Sentences, even when properly constructed, can become too long for easy reading. Some call these “stringy” sentences, where many related (we hope) thoughts are strung together. Often this involves multiple conjunctions, such as “and” or “but.”
For example, “Joe was driving across town and his car sputtered and stopped and he looked it over for problems but eventually discovered he was out of gas.” This is grammatically correct (I hope) but poor writing.
It could be improved as “While driving across town, Joe heard his engine sputter to a stop. He looked it all over for problems before discovering he was out of gas. The re-write here avoids “and” by breaking it into two sentences, moving part of the thought into a leading clause, and using the conjunction “before.”

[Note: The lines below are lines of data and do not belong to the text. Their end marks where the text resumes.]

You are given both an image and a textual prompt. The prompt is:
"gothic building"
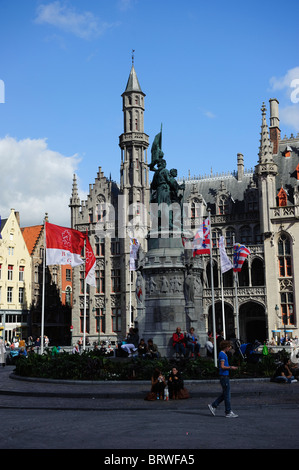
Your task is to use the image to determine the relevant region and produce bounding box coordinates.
[70,64,299,341]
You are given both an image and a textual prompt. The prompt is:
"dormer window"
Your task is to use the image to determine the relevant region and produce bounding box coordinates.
[282,145,292,158]
[218,196,229,215]
[277,188,288,207]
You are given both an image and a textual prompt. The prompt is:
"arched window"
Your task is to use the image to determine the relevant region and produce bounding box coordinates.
[277,188,288,207]
[212,228,222,248]
[218,195,229,215]
[65,286,72,307]
[278,234,292,277]
[225,227,235,246]
[251,258,265,287]
[240,225,252,246]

Sometimes the “and” repetition can be eliminated by simply making a comma-separated list (with the Oxford serial comma, by my preference). “She realized this was the night she had invited Jim for dinner so then she dropped her book and looked in the refrigerator and pulled out the thawed steak and turned on the stove and began cooking it.” How about “When she realized this was the night she had invited Jim for dinner she dropped her book, looked in the refrigerator, pulled out the thawed steak, turned on the stove, and began cooking it.” Still not great prose, but probably easier to read.
Often, a sentence can be shortened without losing any of the thought. Phrases can be replaced with a better word or redundant words deleted. “I was somewhat late this time due to the fact that my very rusty car that is unreliable had yet another mechanical breakdown again.” We don’t learn much from “somewhat.” Either skip it or tell how late. “Due to the fact” can become “because.” “Very” is imprecise and adds little. The rust did not cause this breakdown. Aren’t all breakdowns mechanical? This can be “Today I was an hour late because my decrepit car broke again,” and we have lost nothing important.
On the other hand, shortening sentences can be overdone, making a choppy read, except perhaps where fast-paced action is occurring. “Pam decided to take a walk. She put on her hiking shoes and jacket. She left the apartment shortly after noon. She spent a long time circling the pond in the park.” These choppy sentences do not convey a relaxed feeling that a leisurely walk should evoke. Maybe “Pam decided to take a walk. Wearing her hiking shoes and a jacket she left the apartment shortly after noon and spent a long time circling the pond in the park.” Using a longer but smooth sentence helps convey the proper feeling.
The goal is to use a variety of sentence constructions, that are easy to read, and are chosen to fit the pace of the story.